Mas finalmente a vacina chegou para mim e com isso o alívio. Alívio que durou pouco pois tive reação à primeira dose e quando tomei a segunda dose, me senti mal da mesma forma, porém os sintomas não passavam. Pensei que a vacina, e a reação que me causaste, tivessem provocado novamente a tal sinusite em mim. Até que descobri que não era sinusite e sim a própria covid19, que veio seguidamente logo depois da segunda dose. Enfim, o susto foi grande mas segui confiante de que daria tudo certo. A saudade do meu pequeno filho foi enorme, tive que afastá-lo de mim por segurança. Muitos sentimentos contraditórios eu fiquei naquele momento. Me senti abandonada mesmo estando em casa e pensei por demais naquelas pessoas que realmente ficam solitárias na cama de um hospital. Senti que a dor deles doeu em mim.
Então com o desfecho de que tudo ficou bem, eu e meu filho mais velho não precisamos de internação, meu filho mais novo e meu marido se mantiveram protegidos e não se contaminaram e todos da minha família passaram ilesos.
Contudo, tive uma vontade enorme de finalmente reunir a família, fazer uma festa comemorando por não termos sido tão afetados como eu temia. Uma sensação de alívio, alegria e euforia. Mas não foi possível comemorar assistindo a desgraça de tantas outras famílias pelo mesmo motivo. Não foi possível comemorar com a morte do ator Paulo Gustavo, uma pessoa tão iluminada, naquela mesma semana. E junto com ele mais de duas mil pessoas também. Não foi possível comemorar com o descaso do governo com nosso País, com pessoas passando necessidades enquanto outra parcela da sociedade está sendo dizimada por esse vírus.
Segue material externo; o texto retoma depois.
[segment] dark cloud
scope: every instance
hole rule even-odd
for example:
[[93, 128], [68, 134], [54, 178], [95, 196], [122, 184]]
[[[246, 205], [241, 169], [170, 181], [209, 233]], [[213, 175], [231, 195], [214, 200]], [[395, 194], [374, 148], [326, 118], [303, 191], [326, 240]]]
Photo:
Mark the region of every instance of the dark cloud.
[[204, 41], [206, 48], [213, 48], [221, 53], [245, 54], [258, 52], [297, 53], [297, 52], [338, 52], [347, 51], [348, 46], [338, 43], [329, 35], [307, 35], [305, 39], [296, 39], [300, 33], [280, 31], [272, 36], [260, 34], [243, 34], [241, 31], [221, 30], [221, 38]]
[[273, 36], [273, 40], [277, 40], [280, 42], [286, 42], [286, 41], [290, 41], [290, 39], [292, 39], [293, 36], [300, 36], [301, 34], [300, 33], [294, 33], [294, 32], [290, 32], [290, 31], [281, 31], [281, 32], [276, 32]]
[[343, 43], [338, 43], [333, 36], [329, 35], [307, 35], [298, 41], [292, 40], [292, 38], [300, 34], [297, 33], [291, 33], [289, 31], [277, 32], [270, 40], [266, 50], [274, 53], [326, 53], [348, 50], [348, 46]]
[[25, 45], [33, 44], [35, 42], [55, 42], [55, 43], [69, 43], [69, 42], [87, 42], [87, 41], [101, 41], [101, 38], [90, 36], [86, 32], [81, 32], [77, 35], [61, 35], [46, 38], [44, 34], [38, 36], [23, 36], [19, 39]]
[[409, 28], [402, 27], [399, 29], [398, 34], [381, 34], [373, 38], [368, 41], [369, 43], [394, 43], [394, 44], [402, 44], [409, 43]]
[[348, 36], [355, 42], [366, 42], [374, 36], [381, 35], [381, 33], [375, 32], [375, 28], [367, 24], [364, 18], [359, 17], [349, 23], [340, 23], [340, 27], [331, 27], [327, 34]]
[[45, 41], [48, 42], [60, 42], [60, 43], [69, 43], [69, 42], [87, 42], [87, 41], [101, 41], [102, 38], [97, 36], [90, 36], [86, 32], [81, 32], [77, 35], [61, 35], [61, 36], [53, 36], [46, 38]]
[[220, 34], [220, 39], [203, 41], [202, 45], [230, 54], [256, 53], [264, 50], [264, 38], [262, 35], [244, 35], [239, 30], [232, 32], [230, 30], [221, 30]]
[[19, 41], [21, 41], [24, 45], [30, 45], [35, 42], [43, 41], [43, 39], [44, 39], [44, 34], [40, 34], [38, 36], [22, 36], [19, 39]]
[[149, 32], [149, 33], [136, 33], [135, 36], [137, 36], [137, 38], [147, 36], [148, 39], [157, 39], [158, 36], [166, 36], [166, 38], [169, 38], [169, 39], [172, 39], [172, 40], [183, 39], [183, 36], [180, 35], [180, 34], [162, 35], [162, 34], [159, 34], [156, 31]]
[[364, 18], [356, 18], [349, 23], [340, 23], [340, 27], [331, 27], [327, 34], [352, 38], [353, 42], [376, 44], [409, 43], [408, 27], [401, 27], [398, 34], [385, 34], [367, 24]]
Muito me entristece ver uns lutando pelo dinheiro, poder, diversão; enquanto muitos lutam para respirar e restabelecer sua saúde e enquanto outros não têm mais como lutar.
Não, assim não dá para comemorar! Não é tempo para isso! É tempo de agradecer e pedir para que isso passe logo. Como isso tudo me marcou tanto, marcou em minha alma, resolvi me calar e simplesmente fazer uma tatuagem de uma flor, com algumas pétalas se desfazendo pois nenhum de nós se sente completo depois dessa pandemia e finalizei com a palavra Bem em seu caule. É o bem que não quero me esquecer de desejar e de fazer às pessoas.
E foi assim que eu venci a covid, primeiro superando meus medos.
Sei que esta é e será uma experiência múltipla para cada um de nós, mas que sigamos aprendendo cada vez mais com cada pedra, seja grande ou pequena, que se posicionar em nossa frente.